Alexis thought she led a typically dysfunctional high school existence. Dysfunctional like her parents’ marriage; her doll-crazy twelve-year-old sister, Kasey; and even her own anti-social, anti-cheerleader attitude. When a family fight results in some tearful sisterly bonding, Alexis realizes that her life is creeping from dysfunction into danger. Kasey is acting stranger than ever: her blue eyes go green sometimes; she uses old-fashioned language; and she even loses track of chunks of time, claiming to know nothing about her strange behavior. Their old house is changing, too. Doors open and close by themselves; water boils on the unlit stove; and an unplugged air conditioner turns the house cold enough to see their breath in.

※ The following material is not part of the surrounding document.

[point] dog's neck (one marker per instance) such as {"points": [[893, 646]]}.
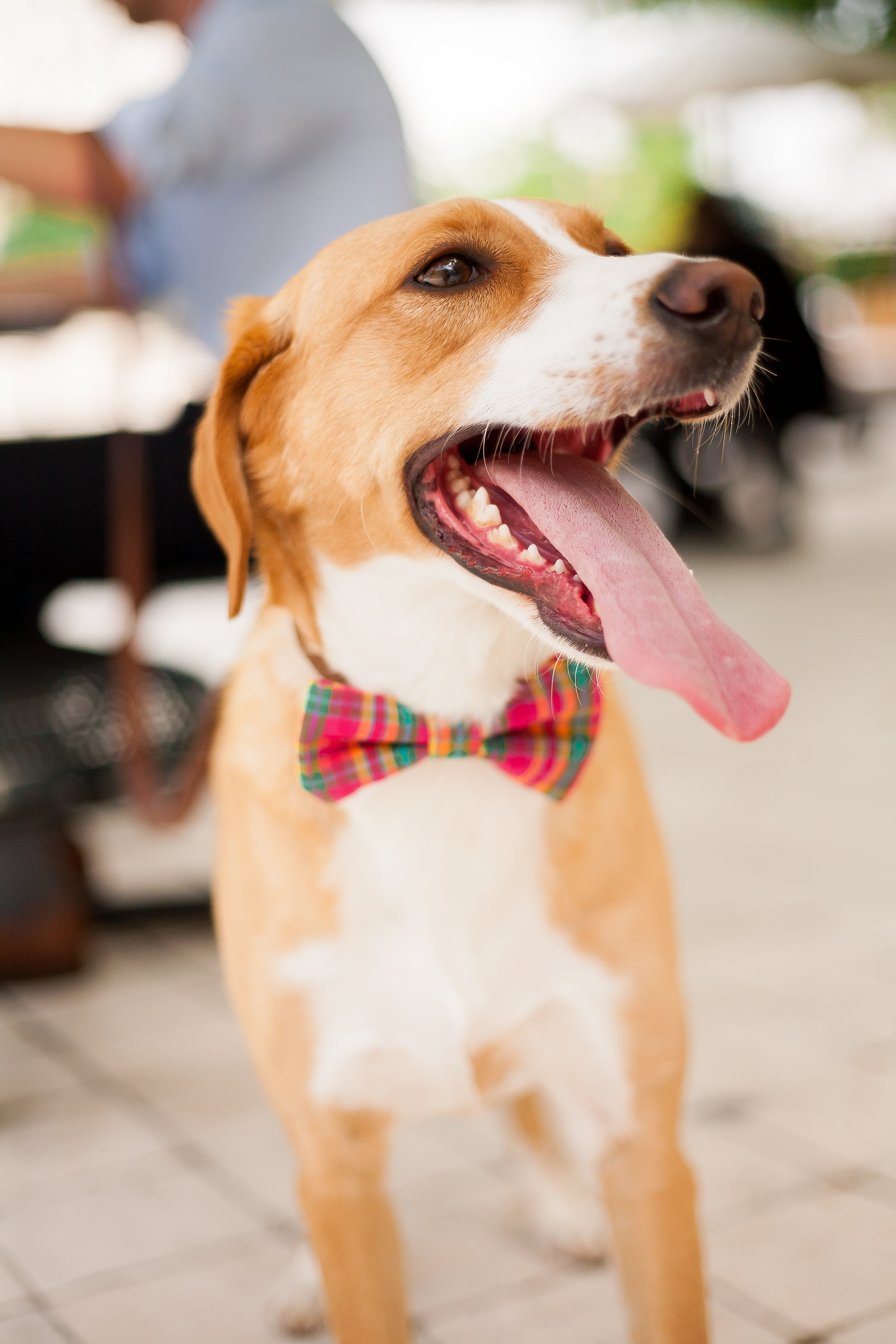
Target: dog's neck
{"points": [[406, 628]]}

Alexis wants to think that it’s all in her head, but soon, what she liked to think of as silly parlor tricks are becoming life-threatening–to her, her family, and to her budding relationship with the class president. Alexis knows she’s the only person who can stop Kasey — but what if that green-eyed girl isn’t even Kasey anymore?

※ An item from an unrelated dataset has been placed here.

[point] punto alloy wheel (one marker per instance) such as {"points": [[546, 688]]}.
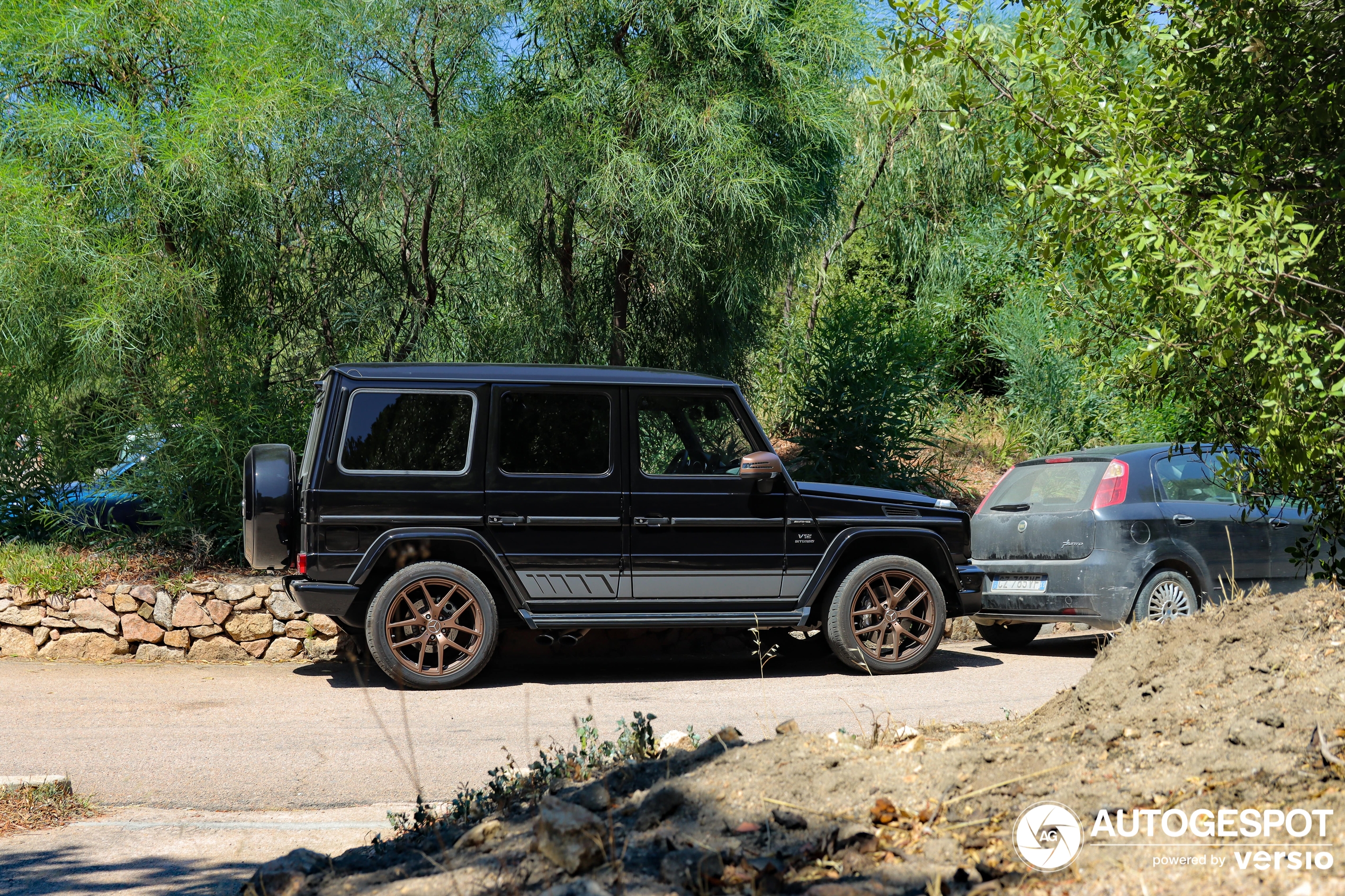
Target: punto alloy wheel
{"points": [[887, 616], [1167, 594], [432, 625]]}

Review originally written in 2014:
Bad Girls Don’t Die has this totally creepy cover, I love it! From the first time I saw it, I was intrigued.
I think I had high expectations for this book. I wanted it to be creepy and super scary. I mean, antique dolls? – I was expecting doll heads twisting around, dolls walking and talking but I didn’t get any of that. I didn’t even get the creepy feeling I look forward to when reading these books. It could be that I read most of this book while laying at the beach, not the ideal place to read this type of book – I know. But even the occasional nights I did read some, I wasn’t freaked out or all that convinced that I was reading a “scary” book.

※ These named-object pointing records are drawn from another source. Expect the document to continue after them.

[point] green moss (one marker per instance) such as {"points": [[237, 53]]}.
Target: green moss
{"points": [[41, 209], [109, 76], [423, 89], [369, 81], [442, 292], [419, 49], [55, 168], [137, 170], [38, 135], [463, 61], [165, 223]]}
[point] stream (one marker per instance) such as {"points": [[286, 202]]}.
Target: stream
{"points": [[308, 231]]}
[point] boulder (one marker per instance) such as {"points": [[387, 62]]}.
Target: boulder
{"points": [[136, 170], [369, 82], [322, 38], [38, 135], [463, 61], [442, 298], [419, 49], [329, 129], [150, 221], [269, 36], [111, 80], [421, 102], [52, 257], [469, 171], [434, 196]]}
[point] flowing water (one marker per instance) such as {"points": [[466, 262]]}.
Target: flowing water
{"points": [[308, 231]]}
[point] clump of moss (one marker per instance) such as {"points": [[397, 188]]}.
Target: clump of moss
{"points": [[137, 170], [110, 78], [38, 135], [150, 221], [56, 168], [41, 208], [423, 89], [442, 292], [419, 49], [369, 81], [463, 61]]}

I do love the idea of a girl who collects dolls, then gets possessed by one – it’s neat and has potential to be great but unfortunately it wasn’t executed well in Bad Girls Don’t Die, in my opinion. I think the first few chapters were the best, if I’m being nice, but then the author seemed like she wanted to add a love interest to the story then almost forgot to take it anywhere, but the thought kept popping into the story. I found it a little all over the place to be honest. The writing was alright, I didn’t have enough to paint the story or see the characters (or dolls) come to life in my head.
Overall, the foundation of Bad Girls Don’t Die is there, but I think it needed to be built up a LOT more. Maybe I’m too old for these types of terrible immature writing for younger people? I mean I am seventeen and this book seems to be written for twelve year olds.